Further supporting the belief that late August is the dumping ground, graveyard, or junkyard -- if you will -- of the summer movie season, "Dead Man On Campus" is a one note comedy that's not very funny when it could have been quite morbidly clever. Produced by Viacom siblings Paramount Studios and MTV -- and directed by one of the latter's non-music video directors -- this film might marginally play well with college-age crowds, but even they should be less than impressed with this film's lackluster execution.
Based on the decades old rumor that if one's college roommate perishes during the school year, automatic high grades will be awarded to the "survivor," the film has plenty of black comedy potential, but mostly squanders all of it away due to its weak and unimaginative plot.
If a film's going to use suicide as its core theme -- a tricky and touchy proposition that has to be handled just right -- it can come off as deliciously wicked satire. Burt Reynolds tried to do that in the 1978 goofy comedy, "The End" and while that film wasn't great, it seems magnificent when compared to this near meaningless production.
While we certainly don't condone such activity, if the story's going for black comedy and its protagonists need a suicide, then they need to be rather proactive in their means and the subject matter needs to be taken to the extreme. While the characters here set out to find the right candidate, and do what they can to get any of their three choices to move in with them, they drop the ball once they accomplish that goal.
Although a brief "scare" scene occurs when their paranoid suite-mate finds the "roomies" in the shower holding a noose and knife, that's about it for their efforts to push them over the edge. (Note: The film never explains how suite-mates qualify as roommates -- meaning their demise should only warrant straight C's at best). Instead, the guys sit back and wait for something to happen and the humor is presumably supposed to originate from their reactions to their "whacked out" new suite-mates and their idiosyncracies.
While a few laughs occasionally pop up -- including one where a girl's hair catches on fire in the true juvenile spirit of "There's Something About Mary" -- the rest of the material falls flat on its face. Previously unproduced screenwriters Mike White and Michael Traeger are mostly to blame, for their script neither hits the necessary wicked comedy marks, nor does it capture or paint any new outlook on college life that we haven't already seen in countless other films.
Taking around thirty minutes before getting around to the deceased roommate element, and another twenty minutes or so before finally meeting some potential candidates, they've filled their script with long, laborious scenes (featuring quick, but ineffective MTV style editing) that are decidedly not very funny.
Of course, one can't solely fault them, and thus we point out director Alan Cohn who also makes his feature film debut after working on MTV programs such as "The Real World." Other than for a few brief laughs, Cohn doesn't do much with the material or elicit much of anything substantial from his cast.
As such, the performances are what you'd expect from a standard teenage/college comedy.
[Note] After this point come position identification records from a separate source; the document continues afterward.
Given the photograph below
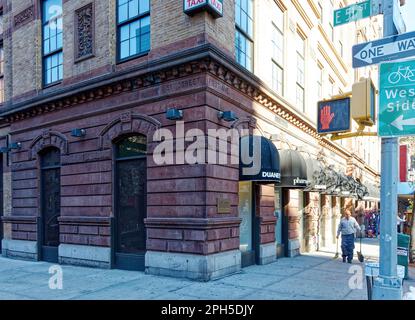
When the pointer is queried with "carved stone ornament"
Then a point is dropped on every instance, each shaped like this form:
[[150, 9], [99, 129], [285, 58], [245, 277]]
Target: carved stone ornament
[[84, 32]]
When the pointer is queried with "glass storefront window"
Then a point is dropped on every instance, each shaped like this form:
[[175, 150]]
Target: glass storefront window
[[245, 213]]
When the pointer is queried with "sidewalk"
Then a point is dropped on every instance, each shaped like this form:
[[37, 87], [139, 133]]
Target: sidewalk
[[310, 276]]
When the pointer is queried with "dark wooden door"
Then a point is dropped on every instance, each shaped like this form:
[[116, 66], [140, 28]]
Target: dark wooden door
[[131, 207], [50, 204]]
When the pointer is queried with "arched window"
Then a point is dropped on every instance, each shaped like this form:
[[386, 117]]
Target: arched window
[[50, 203], [130, 202]]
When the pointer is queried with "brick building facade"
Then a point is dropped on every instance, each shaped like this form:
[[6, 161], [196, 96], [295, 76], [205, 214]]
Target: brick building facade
[[98, 198]]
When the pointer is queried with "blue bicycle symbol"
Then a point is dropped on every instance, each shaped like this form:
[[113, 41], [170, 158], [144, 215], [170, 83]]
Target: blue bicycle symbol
[[403, 73]]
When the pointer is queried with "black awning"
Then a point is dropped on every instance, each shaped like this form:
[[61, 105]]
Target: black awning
[[293, 169], [259, 160]]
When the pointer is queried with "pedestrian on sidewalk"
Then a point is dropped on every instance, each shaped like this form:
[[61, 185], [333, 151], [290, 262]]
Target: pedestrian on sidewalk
[[347, 228]]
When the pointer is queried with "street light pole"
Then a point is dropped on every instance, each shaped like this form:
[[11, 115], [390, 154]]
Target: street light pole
[[388, 286]]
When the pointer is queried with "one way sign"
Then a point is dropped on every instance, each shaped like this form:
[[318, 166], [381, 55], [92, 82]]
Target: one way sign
[[386, 49]]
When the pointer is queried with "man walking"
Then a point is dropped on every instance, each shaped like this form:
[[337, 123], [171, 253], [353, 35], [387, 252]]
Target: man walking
[[347, 227]]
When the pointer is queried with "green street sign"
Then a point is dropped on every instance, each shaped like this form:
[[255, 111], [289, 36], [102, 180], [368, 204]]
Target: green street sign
[[397, 99], [353, 12]]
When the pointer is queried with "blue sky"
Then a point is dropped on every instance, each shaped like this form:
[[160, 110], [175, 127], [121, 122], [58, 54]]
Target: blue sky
[[408, 12]]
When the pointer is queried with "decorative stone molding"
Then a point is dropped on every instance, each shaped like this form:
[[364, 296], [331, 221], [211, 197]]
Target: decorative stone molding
[[128, 123], [211, 62], [84, 32], [24, 17], [48, 138]]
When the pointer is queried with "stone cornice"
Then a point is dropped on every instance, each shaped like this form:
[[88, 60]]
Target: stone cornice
[[332, 65], [328, 41], [303, 13], [205, 58]]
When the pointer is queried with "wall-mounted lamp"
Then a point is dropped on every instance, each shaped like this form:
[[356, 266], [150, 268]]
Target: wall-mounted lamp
[[228, 116], [15, 146], [174, 114], [78, 133]]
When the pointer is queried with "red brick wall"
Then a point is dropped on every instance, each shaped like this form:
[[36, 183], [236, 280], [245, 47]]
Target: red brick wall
[[182, 214]]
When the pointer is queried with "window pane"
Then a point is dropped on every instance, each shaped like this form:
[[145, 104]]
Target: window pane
[[144, 6], [53, 68], [125, 49], [278, 19], [277, 75], [244, 16], [1, 90], [145, 42], [51, 9], [132, 147], [124, 33], [133, 8], [123, 12], [135, 37]]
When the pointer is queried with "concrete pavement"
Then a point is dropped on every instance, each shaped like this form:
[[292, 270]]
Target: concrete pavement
[[310, 276]]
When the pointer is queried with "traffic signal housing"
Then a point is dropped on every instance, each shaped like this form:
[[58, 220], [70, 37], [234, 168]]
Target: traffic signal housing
[[363, 102]]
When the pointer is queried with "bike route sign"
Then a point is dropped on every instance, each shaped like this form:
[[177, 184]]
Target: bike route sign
[[397, 99], [386, 49]]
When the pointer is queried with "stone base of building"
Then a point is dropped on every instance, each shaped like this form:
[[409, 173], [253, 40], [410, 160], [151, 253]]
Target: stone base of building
[[192, 266], [267, 253], [86, 256], [20, 249], [293, 248]]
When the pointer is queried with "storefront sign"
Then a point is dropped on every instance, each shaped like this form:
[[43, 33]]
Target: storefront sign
[[273, 175], [259, 153], [214, 7], [300, 182], [224, 205]]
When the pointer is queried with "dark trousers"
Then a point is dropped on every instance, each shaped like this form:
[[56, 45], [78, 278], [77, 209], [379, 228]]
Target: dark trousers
[[347, 246]]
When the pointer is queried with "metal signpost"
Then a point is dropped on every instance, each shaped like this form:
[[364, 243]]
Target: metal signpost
[[388, 285], [386, 49], [397, 99], [353, 12]]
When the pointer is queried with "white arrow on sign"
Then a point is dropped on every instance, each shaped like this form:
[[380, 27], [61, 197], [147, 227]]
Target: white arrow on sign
[[400, 122], [370, 52]]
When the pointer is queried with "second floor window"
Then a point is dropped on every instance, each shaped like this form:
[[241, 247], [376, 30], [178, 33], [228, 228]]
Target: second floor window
[[244, 44], [320, 82], [300, 73], [133, 20], [52, 41], [277, 41]]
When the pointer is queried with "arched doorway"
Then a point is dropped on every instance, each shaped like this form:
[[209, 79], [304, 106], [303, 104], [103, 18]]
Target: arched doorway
[[50, 165], [129, 243]]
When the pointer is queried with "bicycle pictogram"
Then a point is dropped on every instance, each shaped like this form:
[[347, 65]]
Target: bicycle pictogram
[[405, 73]]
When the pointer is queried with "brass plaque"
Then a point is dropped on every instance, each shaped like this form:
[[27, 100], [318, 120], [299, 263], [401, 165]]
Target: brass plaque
[[224, 205]]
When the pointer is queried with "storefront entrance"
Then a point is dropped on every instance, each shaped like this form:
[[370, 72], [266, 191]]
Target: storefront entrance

Tom Everett Scott, who made such an impressive debut in "That Thing You Do," partially redeems himself from appearing in the awful "An American Werewolf in Paris," but still raises the question about whether he's a one hit wonder (or "oneder" as his band was called in that Tom Hanks film).
Mark-Paul Gosselaar, who appeared for years playing Zak on TV's "Saved By The Bell," makes his feature film debut with this picture. Other than looking like something of a cross between actors Dean Cain and Matthew Perry (from TV's "Superman" and "Friends" respectively), though, his performance is unremarkable.
All of which leaves the supporting cast to take up the slack. Lochlyn Munro is occasionally funny in an absurdist type of way, but a little of his hyper, over the top student routine goes a long way. Randy Pearlstein plays the stereotypical paranoid geek with glee, while Corey Page does an okay turn as the despondent, but poetic punk rocker.
About as lame as one would expect from a teen comedy released during the garbage run of the summer season, this film will only find a limited audience before quickly "graduating" to the video shelves of your local rental store. Missing a golden opportunity to really let loose with the black comedy, "Dead Man On Campus" is an unremarkable and easily forgettable film. We give it just a 2 out of 10.